1. The National Stronger Regions Fund was a competitive grants program administered by the Department of Infrastructure and Regional Development (DIRD). The program’s objective was to ‘fund investment ready projects which support economic growth and sustainability of regions across Australia, particularly disadvantaged regions, by supporting investment in priority infrastructure’.
2. Local government authorities and not-for-profit organisations were eligible to apply for grants from $20 000 through to $10 million. Grants were available for capital projects that involved the construction of new infrastructure, or the upgrade or extension of existing infrastructure, and that delivered an economic benefit to the region.
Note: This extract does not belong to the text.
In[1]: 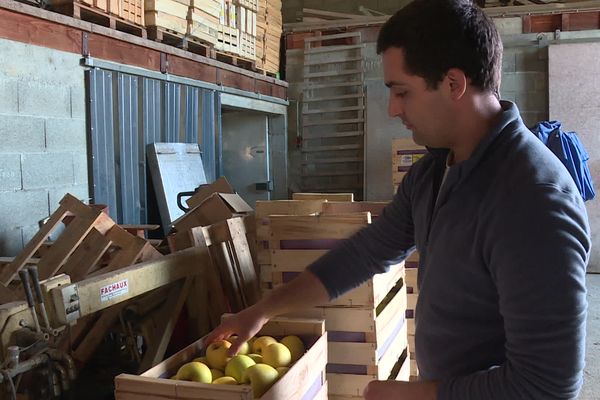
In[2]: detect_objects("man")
[208,0,591,400]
Projects could be located in any Australian region or city.
3. The program’s establishment was a 2013 federal election commitment of the then Opposition, with $1 billion to be made available over five years from 2015–16. Mid-way through the third funding round, the program’s early abolition was announced as a 2016 federal election commitment of the Government. In total, 229 applications were approved for $632.2 million via the three funding rounds. Audit objective and criteria
4. The objective of the audit was to assess the effectiveness of the design and implementation of round two of the National Stronger Regions Fund. To form a conclusion against the objective, the ANAO adopted the following high-level criteria: • Did the application and assessment process attract, identify and rank the best applications in terms of the published criteria and value for money? • Were the decision makers appropriately advised and given clear funding recommendations? • Were the decisions taken transparent and consistent with the program guidelines? • Was the design and implementation of the program outcomes oriented, and are arrangements in place for program outcomes to be evaluated (including the likely economic benefits to regions)?
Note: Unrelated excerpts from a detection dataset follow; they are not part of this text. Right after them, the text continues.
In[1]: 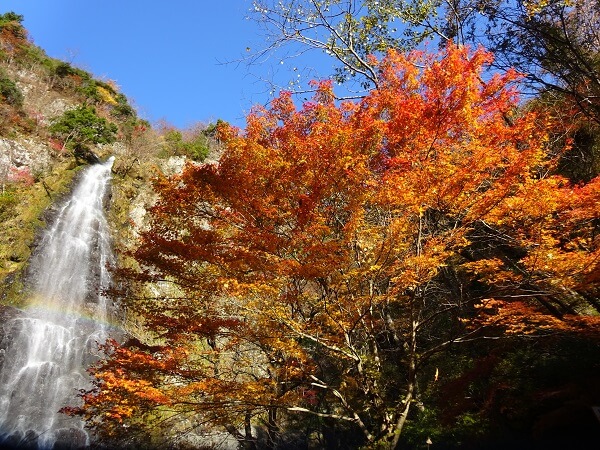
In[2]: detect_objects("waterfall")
[0,158,113,449]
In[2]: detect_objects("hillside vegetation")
[0,6,600,449]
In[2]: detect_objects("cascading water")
[0,158,113,449]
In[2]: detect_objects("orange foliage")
[85,47,599,443]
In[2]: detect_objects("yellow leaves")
[96,86,118,105]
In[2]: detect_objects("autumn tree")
[77,46,600,449]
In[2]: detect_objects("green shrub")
[163,126,214,161]
[0,187,18,219]
[0,70,23,108]
[49,106,117,150]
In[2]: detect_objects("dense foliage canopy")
[70,45,600,448]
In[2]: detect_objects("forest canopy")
[72,45,600,449]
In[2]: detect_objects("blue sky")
[0,0,331,128]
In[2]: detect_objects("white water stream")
[0,158,113,449]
5. Program design and implementation was largely effective. In addition, earlier audit recommendations aimed at improving the Department of Infrastructure and Regional Development’s assessment of applications, funding advice to decision-makers and evaluation of program outcomes have been implemented.
6. The application process for round two funding was accessible and attracted sufficient applications of merit. The eligibility requirements were appropriate and consistently applied. Applications assessed as ineligible were excluded from further consideration.
7. The merit criteria were consistent with the program’s objective. The criteria would have been more effective at maximising the achievement of the underlying policy intent if explicit consideration had been given to the magnitude of economic benefits claimed and to the socioeconomic circumstances and unemployment rates of regions.
8. Applications were assessed transparently and consistently against the published merit criteria. The department then used the results to rank applications in terms of its assessment of them against the criteria and the requirement to achieve value with relevant money.
9. The Ministerial Panel was appropriately advised and given a clear funding recommendation. There was a clear line of sight from the results of the department’s assessment of eligible applications against the merit criteria, the department’s selection of 104 applications for funding recommendation, the Ministerial Panel’s reassessment of 28 applications, through to the approval of 111 applications in round two. Internal documentation recording funding decisions, and their reasons, has been further improved by the department but its responses to Parliamentary scrutiny when questioned about its input to those funding decisions were not transparent (this issue has arisen previously).
10. Arrangements are in place for program outcomes to be evaluated, including the likely economic benefits to regions. Each approved project had been assessed as likely to deliver an economic benefit.